A estimativa é de 1,41 milhão de ingressos vendidos, com ocupação média de 54% das salas e bilheteria total avaliada em 22 milhões de euros. A Carte Off, cartão de descontos do festival, deve fechar a edição com 86 mil unidades vendidas, acima das 80 mil de 2025. O teatro domina a programação, com 55% dos espetáculos, seguido pelo humor, com 20%. O evento credenciou ainda 2.080 profissionais, entre eles 1.580 programadores e cerca de 500 jornalistas.

Os números escondem, porém, uma fragilidade estrutural que o próprio balanço admite: 81% dos espetáculos do Off não recebem nenhuma subvenção pública territorial, ante 78% no ano anterior. A maioria das companhias banca a própria vinda e depende da bilheteria e da venda dos espetáculos para turnês futuras, o que faz do festival um investimento de risco para boa parte delas. Entre as prioridades listadas para os próximos anos estão o custo de hospedagem das equipes e a adaptação do evento às ondas de calor.

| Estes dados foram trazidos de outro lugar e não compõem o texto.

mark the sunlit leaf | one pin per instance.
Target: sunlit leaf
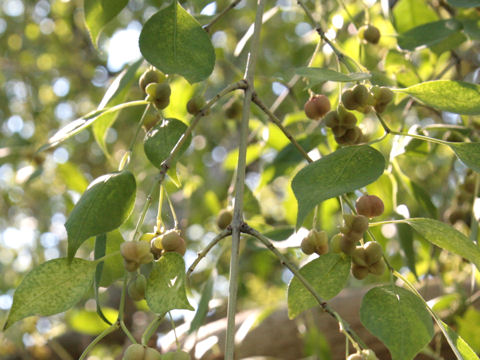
(166, 285)
(454, 96)
(105, 206)
(175, 43)
(345, 170)
(398, 318)
(51, 288)
(446, 237)
(327, 274)
(98, 13)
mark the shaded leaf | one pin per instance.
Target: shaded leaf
(105, 206)
(454, 96)
(446, 237)
(428, 34)
(398, 318)
(175, 43)
(468, 153)
(51, 288)
(347, 169)
(166, 285)
(98, 13)
(114, 95)
(162, 138)
(318, 75)
(328, 275)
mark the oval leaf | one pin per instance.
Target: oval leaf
(345, 170)
(428, 34)
(166, 285)
(317, 75)
(398, 318)
(51, 288)
(446, 237)
(454, 96)
(328, 275)
(174, 42)
(468, 153)
(99, 13)
(105, 206)
(161, 139)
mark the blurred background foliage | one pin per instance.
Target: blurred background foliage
(52, 74)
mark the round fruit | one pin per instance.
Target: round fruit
(224, 218)
(359, 272)
(317, 106)
(134, 352)
(369, 206)
(195, 104)
(373, 252)
(152, 354)
(150, 76)
(136, 288)
(370, 34)
(172, 241)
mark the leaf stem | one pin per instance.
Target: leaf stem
(344, 326)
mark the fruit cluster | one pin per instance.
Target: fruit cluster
(154, 84)
(368, 259)
(343, 124)
(315, 242)
(140, 352)
(135, 253)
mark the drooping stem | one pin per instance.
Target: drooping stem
(344, 326)
(240, 183)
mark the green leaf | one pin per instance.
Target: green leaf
(162, 138)
(318, 75)
(202, 310)
(98, 13)
(398, 318)
(78, 125)
(88, 322)
(175, 43)
(463, 348)
(468, 153)
(411, 13)
(51, 288)
(454, 96)
(428, 34)
(166, 285)
(105, 206)
(328, 275)
(464, 3)
(446, 237)
(347, 169)
(115, 94)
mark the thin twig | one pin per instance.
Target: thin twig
(344, 326)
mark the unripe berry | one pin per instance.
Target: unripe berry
(359, 272)
(136, 288)
(195, 104)
(134, 352)
(172, 241)
(370, 34)
(317, 106)
(378, 268)
(150, 76)
(369, 206)
(152, 354)
(373, 252)
(224, 218)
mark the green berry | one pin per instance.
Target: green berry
(369, 206)
(317, 106)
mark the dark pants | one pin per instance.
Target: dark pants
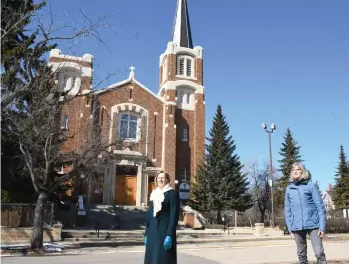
(316, 241)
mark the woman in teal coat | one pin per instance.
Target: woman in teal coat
(160, 235)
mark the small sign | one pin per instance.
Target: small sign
(184, 191)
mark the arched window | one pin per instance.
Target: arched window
(185, 66)
(185, 98)
(164, 70)
(128, 126)
(69, 79)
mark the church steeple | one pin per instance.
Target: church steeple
(181, 34)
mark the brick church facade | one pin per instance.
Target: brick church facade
(151, 131)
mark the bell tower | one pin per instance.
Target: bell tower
(181, 87)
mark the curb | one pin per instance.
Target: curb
(73, 248)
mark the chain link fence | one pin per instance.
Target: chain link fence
(22, 215)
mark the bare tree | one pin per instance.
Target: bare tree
(260, 188)
(32, 105)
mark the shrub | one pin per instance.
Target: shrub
(338, 225)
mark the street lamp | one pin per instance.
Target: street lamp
(273, 128)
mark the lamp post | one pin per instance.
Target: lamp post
(273, 128)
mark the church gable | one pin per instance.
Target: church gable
(135, 120)
(134, 87)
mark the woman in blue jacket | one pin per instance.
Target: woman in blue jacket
(305, 214)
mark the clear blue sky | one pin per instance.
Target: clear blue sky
(268, 61)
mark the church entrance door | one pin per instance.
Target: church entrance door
(125, 190)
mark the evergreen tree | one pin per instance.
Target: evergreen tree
(17, 56)
(220, 184)
(21, 54)
(341, 188)
(290, 155)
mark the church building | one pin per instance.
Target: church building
(152, 131)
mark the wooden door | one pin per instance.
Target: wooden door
(151, 187)
(131, 190)
(125, 190)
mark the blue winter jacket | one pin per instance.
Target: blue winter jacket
(304, 208)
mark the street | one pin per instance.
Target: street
(273, 251)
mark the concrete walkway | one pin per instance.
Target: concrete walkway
(269, 252)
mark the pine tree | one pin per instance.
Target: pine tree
(341, 188)
(20, 50)
(290, 155)
(220, 184)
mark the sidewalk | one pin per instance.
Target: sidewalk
(90, 244)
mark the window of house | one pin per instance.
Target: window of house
(181, 96)
(65, 122)
(67, 79)
(188, 98)
(185, 66)
(128, 126)
(184, 173)
(164, 70)
(185, 135)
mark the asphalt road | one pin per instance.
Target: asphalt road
(250, 252)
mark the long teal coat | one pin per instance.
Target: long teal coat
(164, 224)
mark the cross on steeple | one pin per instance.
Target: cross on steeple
(132, 74)
(181, 29)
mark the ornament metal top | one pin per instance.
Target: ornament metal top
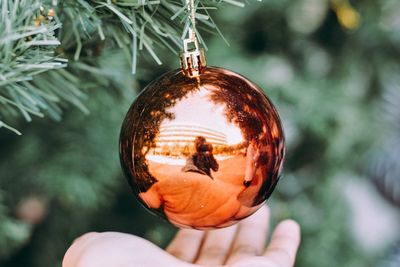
(201, 146)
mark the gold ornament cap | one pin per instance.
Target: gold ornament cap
(193, 60)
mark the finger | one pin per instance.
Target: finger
(251, 236)
(284, 244)
(117, 249)
(77, 248)
(186, 244)
(216, 246)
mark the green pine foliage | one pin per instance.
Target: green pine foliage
(328, 80)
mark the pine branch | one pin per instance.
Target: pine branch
(33, 77)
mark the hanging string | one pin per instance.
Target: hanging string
(192, 18)
(192, 59)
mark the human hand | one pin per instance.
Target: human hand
(241, 245)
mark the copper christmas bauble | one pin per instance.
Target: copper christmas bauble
(202, 152)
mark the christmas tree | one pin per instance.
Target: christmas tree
(70, 69)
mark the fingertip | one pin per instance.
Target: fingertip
(74, 251)
(289, 226)
(85, 237)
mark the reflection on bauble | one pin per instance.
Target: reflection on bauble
(202, 153)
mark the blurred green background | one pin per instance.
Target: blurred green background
(332, 70)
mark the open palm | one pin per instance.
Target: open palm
(241, 245)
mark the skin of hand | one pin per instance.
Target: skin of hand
(241, 245)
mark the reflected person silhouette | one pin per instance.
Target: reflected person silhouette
(202, 161)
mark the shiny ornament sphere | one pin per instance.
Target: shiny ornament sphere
(202, 152)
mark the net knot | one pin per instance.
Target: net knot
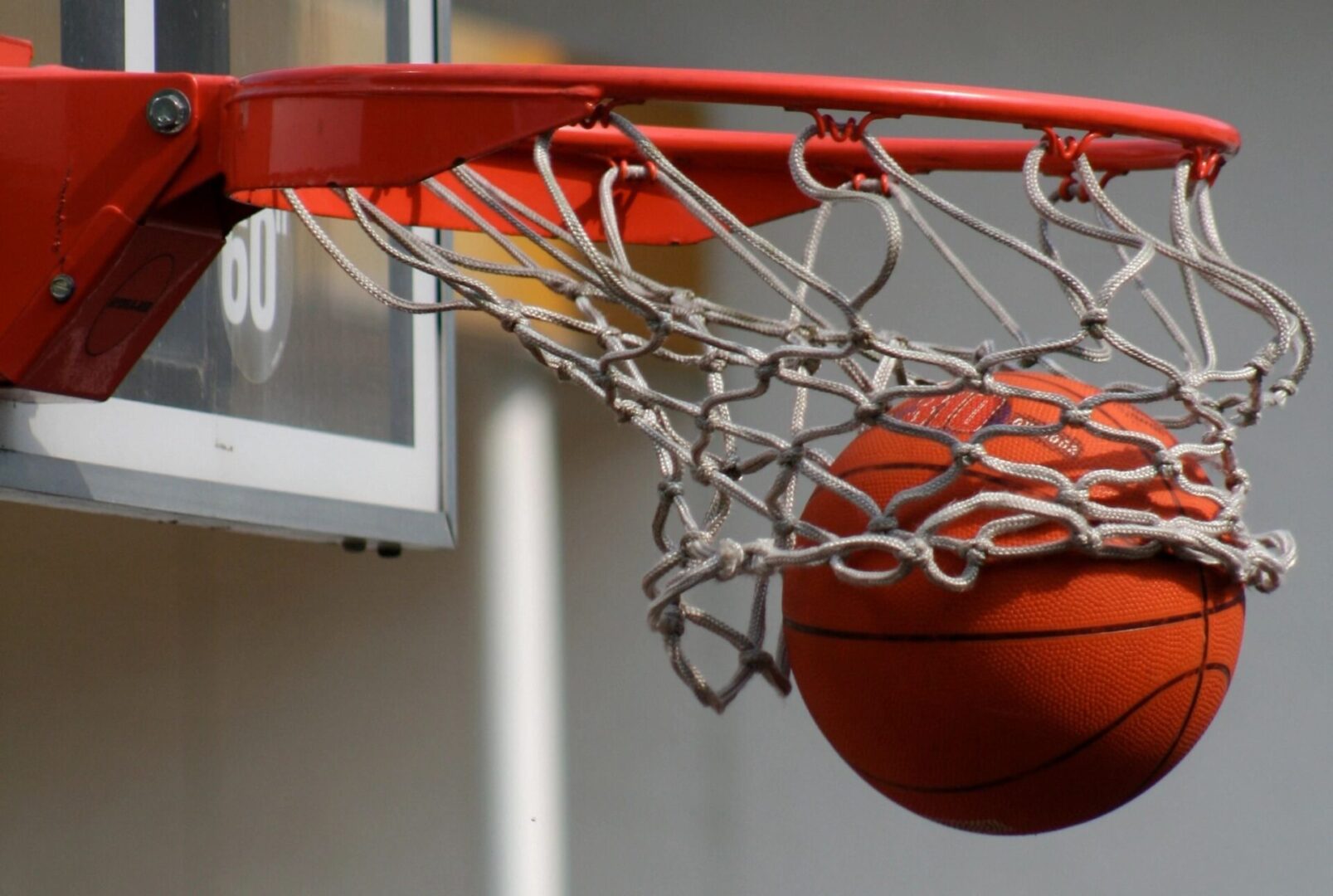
(755, 658)
(968, 452)
(669, 489)
(1095, 322)
(511, 314)
(712, 362)
(1170, 467)
(882, 524)
(669, 621)
(861, 336)
(916, 551)
(1076, 416)
(791, 456)
(1088, 540)
(731, 559)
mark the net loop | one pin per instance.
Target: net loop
(747, 397)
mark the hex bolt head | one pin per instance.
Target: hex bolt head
(168, 112)
(61, 287)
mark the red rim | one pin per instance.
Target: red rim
(803, 92)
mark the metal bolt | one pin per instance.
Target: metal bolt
(168, 111)
(61, 287)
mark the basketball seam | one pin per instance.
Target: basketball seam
(1045, 764)
(819, 631)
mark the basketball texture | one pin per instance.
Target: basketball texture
(1056, 689)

2027: 80 anos e segredo absoluto

O próximo capítulo já tem data e mistério. Em 2027, o festival completa 80 anos de sua criação por Jean Vilar, em 1947, e Tiago Rodrigues prometeu à France-Presse "uma programação extraordinária", que será mantida em segredo até abril: nem o espetáculo de abertura nem a língua convidada serão revelados antes disso.

À rádio ICI Vaucluse, o diretor encerrou o balanço com uma garantia: "Estaremos lá, de novo, em Avignon, em julho de 2027".